Courrier des lecteurs

Ô mages, ô soignants

Publié le 18/09/2020

Je vous propose un hommage aux soignants en forme de conte moyenâgeux, histoire de sourire un peu en ces temps grisâtres.

- Dis maman, raconte-moi ta croisade contre le Coronavirus !

- C'était une guerre – comme l'a dit et redit notre roi.

- C'est quoi la différence ?

- La croisade, c'est quand tu vas chez quelqu'un, la guerre c'est lui qui vient…

s- Et où il habite le virus ?

- Ah ! Si on l'avait su, on aurait pu partir en croisade. Nos alchimistes le cherchaient partout. Les Américains disent qu'il vit en Chine, les Chinois qu'il voyage aux USA, et les Ukrainiens qu'il vient de Russie…

- Houu, c'est compliqué la viropolitique !

- Virologie. Et donc, tous les jours, dimanche et fériés inclus, je prenais mes gantelets chirurgicaux, mon heaume, ma lance-aiguille et mon épée-scalpel, et je partais dans mon destrier prioritaire pour combattre en ville, à l'hôpital ou dans les maisons de retraite encerclées. Le soir je rentrais fourbue, sous les clameurs des voisins (sauf quelques-uns qui craignaient que les infirmières soient démoniaques).

- C'est vrai que vous faisiez de grands gestes derrière des barrières, pour faire peur aux virus ?

- Oui, souvent !

- Vous aviez des canons ?

- Eh ! C'était nous les canons ! Mais avec seulement de la poudre de perlimpinpin…

- Et vous aviez des casques avec ou sans filtre, comme les cigarettes ?

- Oui, des super-masques FFP2 avec un philtre magique, mais y en avait pas pour tout le monde…

- Et t'avais un bouclier ?

- Mmm, presque : une surblouse, mais y en avait pas pour tout le monde.

- Et ça suffisait contre les virus ?

- Oui, ils sont très mous. Par contre, ils étaient vraiment très, très nombreux – des milliards ! - et très sournois.

- « Sur moi ? » ?

­- Sur nous : tellement petits qu'on ne pouvait les voir. Ils se cachaient partout !

­ - Wouaaah ! Comment vous avez fait pour gagner, alors ?

­ - On avait une potion magique…

­ - Comme celle de Panoramix ?

­ - Non : un gel hydroalcoolique fabriqué par le druide Farmacix : au lieu de le boire, on en mettait sur les mains, les portes et les ponts-levis. Mais y en avait pas pour tout le monde. On avait aussi des machines de guerre, de grosses machines compliquées appelées respirateurs artificiels, ou ventilateurs. Mais…

- Je sais ! Y en avait pas pour tout le monde !

- C'est bien, tu as compris le principe.

- J'en ai vu des ventilateurs, c'est pas compliqué : ça tourne et ça envoie de l'air !

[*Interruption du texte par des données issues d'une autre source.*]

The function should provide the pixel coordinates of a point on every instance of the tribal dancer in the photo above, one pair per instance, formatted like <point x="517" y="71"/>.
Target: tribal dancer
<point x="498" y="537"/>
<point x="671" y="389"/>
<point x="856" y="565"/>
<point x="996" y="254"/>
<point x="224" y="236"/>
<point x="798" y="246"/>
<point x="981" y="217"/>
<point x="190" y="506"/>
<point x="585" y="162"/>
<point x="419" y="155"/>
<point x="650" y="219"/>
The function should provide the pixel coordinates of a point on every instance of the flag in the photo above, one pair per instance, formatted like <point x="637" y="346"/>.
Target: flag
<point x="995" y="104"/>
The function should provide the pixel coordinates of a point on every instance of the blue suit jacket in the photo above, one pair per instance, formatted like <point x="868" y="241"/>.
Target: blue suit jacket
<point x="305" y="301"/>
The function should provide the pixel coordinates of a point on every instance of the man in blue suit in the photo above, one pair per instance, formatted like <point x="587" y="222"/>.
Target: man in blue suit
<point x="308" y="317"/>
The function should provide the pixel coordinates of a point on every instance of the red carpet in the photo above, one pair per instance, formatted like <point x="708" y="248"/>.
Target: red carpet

- Exactement : ça envoie de l'air aux blessés. Mais c'était seulement dans les hôpitaux – euh… je veux dire dans les châteaux.

- Et les villageois ?

- Le Roi et ses seigneurs avaient ordonné qu'on les vire au logis, dans l'espoir que l'ennemi meure de faim dans la rue.

- Oh… (déçu) Alors y avait pas de combats, sur les champs de bataille ?

- Mmm, des champs stériles, oui, mais comment tu veux faire une grande bataille avec un ennemi minuscule ?

- Ben, y avait qu'à l'écraser avec le pied !

- Pas bête ! On y pensera s'il revient.

- Quand je serai grand, je serai virucide !

– Tu as raison, et…

- On en manque aussi ?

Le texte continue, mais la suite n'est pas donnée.